楽を求めない生き方をしたら、肩が軽くなり生きやすくなりました。見栄や物欲等々どんどん減らせれたらと思います。

自分の心の成長・透明にするの事は「楽」と言うのかわかりませんが、もっと執着はせずに身の丈で精進したいと思います。

今日も幸いでありますように
カエルくん
2015年01月06日 12:37
不苦不楽な状態が続くと、退屈して怒りの感情が生まれやすくなる気がします。

あと、他の人の感情に配慮し、周囲の人を苦しめない人になりたいです。
てくてく
2015年01月06日 22:36
こんばんわ。
てくてくでございます。

あくまでも自分の捉え方ですが、自分は、「内に」「外に」「内に外に」は、連係を観察することを説かれているのかなと思いました。連係を見るには、そのように観察しないと見れないと思ったからです。
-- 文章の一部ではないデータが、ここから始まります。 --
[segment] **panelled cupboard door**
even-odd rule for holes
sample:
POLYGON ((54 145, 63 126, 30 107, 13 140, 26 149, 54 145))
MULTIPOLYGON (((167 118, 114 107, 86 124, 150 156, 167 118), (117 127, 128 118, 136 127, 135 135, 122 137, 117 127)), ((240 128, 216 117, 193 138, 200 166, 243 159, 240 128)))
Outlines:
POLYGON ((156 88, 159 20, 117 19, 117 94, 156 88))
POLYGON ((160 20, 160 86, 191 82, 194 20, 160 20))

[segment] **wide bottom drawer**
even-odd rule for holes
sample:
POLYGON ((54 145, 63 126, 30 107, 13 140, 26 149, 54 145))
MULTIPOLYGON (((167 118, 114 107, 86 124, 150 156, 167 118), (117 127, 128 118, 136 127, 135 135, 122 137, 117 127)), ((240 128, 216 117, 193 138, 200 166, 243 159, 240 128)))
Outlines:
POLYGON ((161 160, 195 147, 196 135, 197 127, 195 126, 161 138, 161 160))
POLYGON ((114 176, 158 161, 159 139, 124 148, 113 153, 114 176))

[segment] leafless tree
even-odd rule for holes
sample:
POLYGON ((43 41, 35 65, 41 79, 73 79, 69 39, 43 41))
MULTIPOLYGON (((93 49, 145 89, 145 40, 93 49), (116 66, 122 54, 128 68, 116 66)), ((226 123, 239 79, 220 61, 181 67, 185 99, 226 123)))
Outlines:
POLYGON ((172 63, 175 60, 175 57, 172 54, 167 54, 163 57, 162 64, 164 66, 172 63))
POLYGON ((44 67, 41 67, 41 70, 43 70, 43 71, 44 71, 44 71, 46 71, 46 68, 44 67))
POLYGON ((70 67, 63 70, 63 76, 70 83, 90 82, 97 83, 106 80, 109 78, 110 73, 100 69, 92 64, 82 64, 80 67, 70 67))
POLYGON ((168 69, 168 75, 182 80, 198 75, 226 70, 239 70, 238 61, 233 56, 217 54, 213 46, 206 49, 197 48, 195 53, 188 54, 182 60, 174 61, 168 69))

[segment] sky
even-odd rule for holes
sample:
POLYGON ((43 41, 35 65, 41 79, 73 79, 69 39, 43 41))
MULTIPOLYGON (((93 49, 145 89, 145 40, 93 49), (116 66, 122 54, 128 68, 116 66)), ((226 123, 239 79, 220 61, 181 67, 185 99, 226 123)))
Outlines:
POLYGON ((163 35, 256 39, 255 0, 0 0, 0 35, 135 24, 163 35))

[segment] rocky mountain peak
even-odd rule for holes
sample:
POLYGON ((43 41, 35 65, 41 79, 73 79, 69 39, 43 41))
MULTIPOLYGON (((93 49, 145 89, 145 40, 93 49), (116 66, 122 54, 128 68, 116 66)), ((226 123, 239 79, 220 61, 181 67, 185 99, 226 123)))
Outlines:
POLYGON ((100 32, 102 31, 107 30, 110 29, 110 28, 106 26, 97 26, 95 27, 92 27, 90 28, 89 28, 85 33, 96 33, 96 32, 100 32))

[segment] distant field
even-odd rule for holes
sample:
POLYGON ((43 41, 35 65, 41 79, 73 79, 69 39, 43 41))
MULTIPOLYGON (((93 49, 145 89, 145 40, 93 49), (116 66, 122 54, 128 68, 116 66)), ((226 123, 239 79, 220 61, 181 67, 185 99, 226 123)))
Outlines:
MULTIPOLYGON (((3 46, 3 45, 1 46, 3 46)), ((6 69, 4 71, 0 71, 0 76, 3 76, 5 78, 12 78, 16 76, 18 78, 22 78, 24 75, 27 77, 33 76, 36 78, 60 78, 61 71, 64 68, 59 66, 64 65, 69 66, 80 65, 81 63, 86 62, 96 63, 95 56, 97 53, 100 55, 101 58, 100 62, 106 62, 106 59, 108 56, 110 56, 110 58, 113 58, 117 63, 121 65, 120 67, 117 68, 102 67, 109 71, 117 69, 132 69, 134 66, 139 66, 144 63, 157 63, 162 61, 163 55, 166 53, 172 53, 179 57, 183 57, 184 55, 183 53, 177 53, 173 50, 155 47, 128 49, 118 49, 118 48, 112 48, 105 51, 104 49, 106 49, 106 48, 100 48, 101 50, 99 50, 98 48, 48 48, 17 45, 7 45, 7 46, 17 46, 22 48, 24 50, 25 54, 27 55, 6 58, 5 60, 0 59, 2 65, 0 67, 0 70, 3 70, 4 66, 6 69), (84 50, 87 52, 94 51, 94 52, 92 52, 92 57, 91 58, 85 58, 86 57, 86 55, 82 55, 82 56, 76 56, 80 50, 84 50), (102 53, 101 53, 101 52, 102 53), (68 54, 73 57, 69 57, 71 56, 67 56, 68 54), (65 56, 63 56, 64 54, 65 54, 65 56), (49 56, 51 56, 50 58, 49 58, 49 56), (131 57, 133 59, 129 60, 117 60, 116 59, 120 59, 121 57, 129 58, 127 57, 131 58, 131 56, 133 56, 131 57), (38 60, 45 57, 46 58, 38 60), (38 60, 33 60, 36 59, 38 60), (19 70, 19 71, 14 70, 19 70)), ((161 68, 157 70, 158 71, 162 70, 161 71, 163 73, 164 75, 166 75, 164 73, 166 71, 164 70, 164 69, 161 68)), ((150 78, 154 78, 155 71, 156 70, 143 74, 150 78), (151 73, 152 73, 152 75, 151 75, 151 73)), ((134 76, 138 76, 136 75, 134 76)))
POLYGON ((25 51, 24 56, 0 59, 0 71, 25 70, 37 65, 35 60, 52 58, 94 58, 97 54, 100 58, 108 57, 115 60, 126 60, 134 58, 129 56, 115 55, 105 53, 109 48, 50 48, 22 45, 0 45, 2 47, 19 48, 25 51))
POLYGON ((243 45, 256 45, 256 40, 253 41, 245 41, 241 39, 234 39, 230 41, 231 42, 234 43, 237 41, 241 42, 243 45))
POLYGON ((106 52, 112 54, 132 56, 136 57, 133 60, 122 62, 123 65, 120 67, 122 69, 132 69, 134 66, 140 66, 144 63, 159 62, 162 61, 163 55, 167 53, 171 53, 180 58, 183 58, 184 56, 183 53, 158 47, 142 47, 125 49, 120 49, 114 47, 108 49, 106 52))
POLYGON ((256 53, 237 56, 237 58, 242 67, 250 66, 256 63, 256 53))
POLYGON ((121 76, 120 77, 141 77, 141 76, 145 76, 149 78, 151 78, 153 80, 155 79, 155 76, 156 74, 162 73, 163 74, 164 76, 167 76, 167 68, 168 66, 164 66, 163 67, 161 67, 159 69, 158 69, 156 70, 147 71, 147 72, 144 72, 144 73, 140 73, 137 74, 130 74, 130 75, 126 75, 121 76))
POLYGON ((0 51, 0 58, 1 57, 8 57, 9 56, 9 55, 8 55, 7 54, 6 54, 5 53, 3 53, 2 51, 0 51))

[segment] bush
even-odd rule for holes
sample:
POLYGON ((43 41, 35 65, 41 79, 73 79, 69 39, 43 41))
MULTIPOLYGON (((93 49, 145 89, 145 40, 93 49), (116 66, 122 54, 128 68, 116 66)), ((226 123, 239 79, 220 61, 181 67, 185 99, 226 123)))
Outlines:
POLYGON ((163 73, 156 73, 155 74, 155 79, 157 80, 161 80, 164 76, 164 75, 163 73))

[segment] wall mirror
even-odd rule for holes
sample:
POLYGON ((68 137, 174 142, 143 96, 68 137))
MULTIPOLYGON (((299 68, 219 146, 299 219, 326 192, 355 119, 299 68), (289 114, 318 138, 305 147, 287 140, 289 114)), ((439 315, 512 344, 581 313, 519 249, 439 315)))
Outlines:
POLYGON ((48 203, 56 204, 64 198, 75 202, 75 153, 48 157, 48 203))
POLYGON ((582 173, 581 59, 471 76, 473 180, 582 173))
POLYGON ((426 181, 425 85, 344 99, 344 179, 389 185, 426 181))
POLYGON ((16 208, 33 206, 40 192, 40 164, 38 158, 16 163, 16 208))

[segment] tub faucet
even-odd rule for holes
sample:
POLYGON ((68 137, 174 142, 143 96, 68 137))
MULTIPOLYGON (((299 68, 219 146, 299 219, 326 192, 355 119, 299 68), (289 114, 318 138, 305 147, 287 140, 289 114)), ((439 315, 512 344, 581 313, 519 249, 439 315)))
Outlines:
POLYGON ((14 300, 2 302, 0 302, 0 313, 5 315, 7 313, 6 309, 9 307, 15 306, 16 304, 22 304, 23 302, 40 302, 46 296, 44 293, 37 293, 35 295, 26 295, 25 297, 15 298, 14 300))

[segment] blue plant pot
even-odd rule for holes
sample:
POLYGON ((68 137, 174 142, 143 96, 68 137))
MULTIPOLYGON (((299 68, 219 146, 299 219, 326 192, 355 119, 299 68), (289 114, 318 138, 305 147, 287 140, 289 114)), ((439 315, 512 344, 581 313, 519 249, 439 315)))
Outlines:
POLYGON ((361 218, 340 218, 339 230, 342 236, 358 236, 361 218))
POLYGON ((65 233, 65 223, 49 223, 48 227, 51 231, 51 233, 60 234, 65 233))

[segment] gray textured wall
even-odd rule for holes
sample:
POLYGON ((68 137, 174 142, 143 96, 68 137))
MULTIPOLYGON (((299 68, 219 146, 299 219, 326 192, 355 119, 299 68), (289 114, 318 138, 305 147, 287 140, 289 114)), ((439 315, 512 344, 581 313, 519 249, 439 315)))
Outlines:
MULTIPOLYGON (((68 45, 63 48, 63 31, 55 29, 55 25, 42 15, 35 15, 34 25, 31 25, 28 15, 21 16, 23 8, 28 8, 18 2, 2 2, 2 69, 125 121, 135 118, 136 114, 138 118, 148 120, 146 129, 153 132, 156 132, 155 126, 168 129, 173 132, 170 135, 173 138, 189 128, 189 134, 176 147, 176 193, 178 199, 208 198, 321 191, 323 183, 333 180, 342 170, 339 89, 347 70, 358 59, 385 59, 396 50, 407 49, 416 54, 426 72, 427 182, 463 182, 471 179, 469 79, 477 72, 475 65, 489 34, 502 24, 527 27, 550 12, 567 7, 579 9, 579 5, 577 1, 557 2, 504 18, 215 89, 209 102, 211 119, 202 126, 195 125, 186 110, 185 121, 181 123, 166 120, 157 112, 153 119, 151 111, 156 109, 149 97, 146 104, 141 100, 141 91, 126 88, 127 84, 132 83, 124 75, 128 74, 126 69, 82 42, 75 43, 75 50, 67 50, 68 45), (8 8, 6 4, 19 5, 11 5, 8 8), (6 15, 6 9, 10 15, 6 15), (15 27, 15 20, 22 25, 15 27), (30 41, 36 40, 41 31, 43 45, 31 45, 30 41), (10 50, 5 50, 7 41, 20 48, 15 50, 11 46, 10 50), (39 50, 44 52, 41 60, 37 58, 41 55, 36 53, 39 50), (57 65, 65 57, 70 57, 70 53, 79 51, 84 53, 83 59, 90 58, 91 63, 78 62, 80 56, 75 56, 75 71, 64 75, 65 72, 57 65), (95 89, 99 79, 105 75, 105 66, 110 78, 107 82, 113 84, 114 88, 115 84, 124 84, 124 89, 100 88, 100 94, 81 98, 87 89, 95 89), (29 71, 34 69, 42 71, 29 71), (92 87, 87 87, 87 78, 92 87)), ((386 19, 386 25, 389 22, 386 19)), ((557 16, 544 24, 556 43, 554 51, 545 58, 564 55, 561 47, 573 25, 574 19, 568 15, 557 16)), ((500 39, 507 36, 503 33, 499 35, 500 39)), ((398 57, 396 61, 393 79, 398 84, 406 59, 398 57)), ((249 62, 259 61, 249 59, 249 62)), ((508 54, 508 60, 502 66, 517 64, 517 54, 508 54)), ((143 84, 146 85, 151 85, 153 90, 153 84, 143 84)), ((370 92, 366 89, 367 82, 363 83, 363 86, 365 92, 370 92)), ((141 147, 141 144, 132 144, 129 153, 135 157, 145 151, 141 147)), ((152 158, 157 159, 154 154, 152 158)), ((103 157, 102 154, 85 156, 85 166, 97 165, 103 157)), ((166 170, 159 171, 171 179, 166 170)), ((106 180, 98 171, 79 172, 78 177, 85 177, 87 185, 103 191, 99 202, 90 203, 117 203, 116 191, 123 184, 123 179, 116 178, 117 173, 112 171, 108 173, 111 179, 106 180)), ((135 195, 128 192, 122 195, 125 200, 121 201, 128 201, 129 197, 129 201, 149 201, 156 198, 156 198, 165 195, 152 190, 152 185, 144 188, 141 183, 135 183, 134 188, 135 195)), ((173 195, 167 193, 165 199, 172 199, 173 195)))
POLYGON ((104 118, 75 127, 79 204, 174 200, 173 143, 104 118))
もしも、自分が、内に自分を見て、外に他人を観察するなら、これだけは、絶対に厳守しようと思いました。それは、内には、過ちだけを見て、外には尊敬だけを見るということです。もしも、外に善と悪を見たら、善を快いとし、悪を不快とするだろうからです。内には、ただ真っ直ぐに見るだけにしようと思いました。

生きとし生けるものは幸せでありますように。
こころざし
2016年09月21日 08:04
自分を振り返りますと、何か「感動した!」事に喜々となり・興奮してそして、その感動をもう一度・・と探し・求める状況がありました。その結果、感動した!を再び得られても、その感動の度合いが前回と比べどうかとか変な比較をして、苦を生む自分がいました。そのような事を繰り返すのではなく、第一・二の観察が出来る様に努力し、そのようなものを超えた・涅槃に少しでも近づける様にしたいです。
※私事ですが、昨年2015年1月に別の名前でコメントさせて頂いている自分の投稿を見ました。何か混沌としたごちゃごちゃと知識的なものが回転し、落ち着いていない様子を感じました。ワンギーサ長老のお陰様で日々学びの機会を頂戴し、大切な宝を頂いたと心より感謝しています、有難うございます。月日が過ぎ、今の自分の状態はまだまだ・・ですが、日々精進し成長が出来る様に、実践をして参りたいです。今後もご指導をどうぞ宜しくお願い申し上げます。